And that brings me to today’s recipe—Maida Dosa. It’s a simple, go-to breakfast option that you can whip up in a jiffy. True, maida isn’t exactly the healthiest choice, but once in a while, a little indulgence won’t hurt.

 

INGREDIENTS 



Maida (all-purpose flour) – 1 cup

Rice flour – ¼ cup (for crispness)

Curd – 2 tbsp (optional, for slight tang)

Onion – 1 small, finely chopped 

Green chilli – 1, finely chopped 

Curry leaves – a few, chopped 

Salt – to taste

Water – as needed

Oil – for cooking



PROCEDURE  :
 
 
 
In a mixing bowl, add the maida, rice flour, salt, and curd if using.
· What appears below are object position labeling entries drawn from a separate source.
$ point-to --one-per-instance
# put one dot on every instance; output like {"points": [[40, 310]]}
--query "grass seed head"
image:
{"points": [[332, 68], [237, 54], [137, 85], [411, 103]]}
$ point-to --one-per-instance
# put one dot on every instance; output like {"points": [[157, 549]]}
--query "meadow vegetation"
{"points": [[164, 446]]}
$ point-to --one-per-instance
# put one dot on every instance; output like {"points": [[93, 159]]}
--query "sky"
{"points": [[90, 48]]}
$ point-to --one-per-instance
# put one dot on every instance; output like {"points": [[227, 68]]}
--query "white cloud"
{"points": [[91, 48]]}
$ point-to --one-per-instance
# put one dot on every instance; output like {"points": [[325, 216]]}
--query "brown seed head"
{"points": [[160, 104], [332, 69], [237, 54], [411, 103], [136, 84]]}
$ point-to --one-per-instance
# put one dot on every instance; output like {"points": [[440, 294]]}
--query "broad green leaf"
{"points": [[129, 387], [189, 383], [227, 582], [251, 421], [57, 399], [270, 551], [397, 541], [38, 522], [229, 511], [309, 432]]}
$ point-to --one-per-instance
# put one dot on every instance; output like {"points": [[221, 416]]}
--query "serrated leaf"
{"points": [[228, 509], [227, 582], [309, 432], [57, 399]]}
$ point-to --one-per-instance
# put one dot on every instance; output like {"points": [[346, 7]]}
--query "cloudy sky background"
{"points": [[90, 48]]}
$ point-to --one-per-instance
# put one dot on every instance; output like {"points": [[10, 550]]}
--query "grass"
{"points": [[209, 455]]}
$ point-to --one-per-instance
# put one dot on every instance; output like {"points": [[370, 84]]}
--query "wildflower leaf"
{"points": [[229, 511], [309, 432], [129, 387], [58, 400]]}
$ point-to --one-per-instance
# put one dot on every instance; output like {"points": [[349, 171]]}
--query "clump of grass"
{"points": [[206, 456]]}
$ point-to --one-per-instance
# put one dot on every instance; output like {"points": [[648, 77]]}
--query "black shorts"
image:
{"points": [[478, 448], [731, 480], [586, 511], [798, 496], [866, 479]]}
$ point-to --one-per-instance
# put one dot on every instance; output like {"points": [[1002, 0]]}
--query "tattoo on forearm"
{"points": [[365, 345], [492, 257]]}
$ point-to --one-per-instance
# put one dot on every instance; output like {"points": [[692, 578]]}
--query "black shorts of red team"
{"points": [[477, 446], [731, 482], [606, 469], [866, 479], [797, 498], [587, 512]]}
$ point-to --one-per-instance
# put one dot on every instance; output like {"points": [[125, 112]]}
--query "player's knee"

Gradually pour in the water while whisking to make a smooth, lump-free batter.

Ensure the batter is slightly thinner than regular dosa batter.

Mix in the chopped onion, green chilli, and curry leaves for extra flavor.

Heat a non-stick tawa or a cast iron pan over medium heat.

Lightly grease the pan with oil.

Pour a ladle of batter like you do while making rava dosa


Drizzle a little oil around the edges.

Cook until the sides turn golden and crispy.

Flip the dosa and cook the other side for crispy texture.

For a crispier dosa, let the batter rest for about 10 minutes before cooking.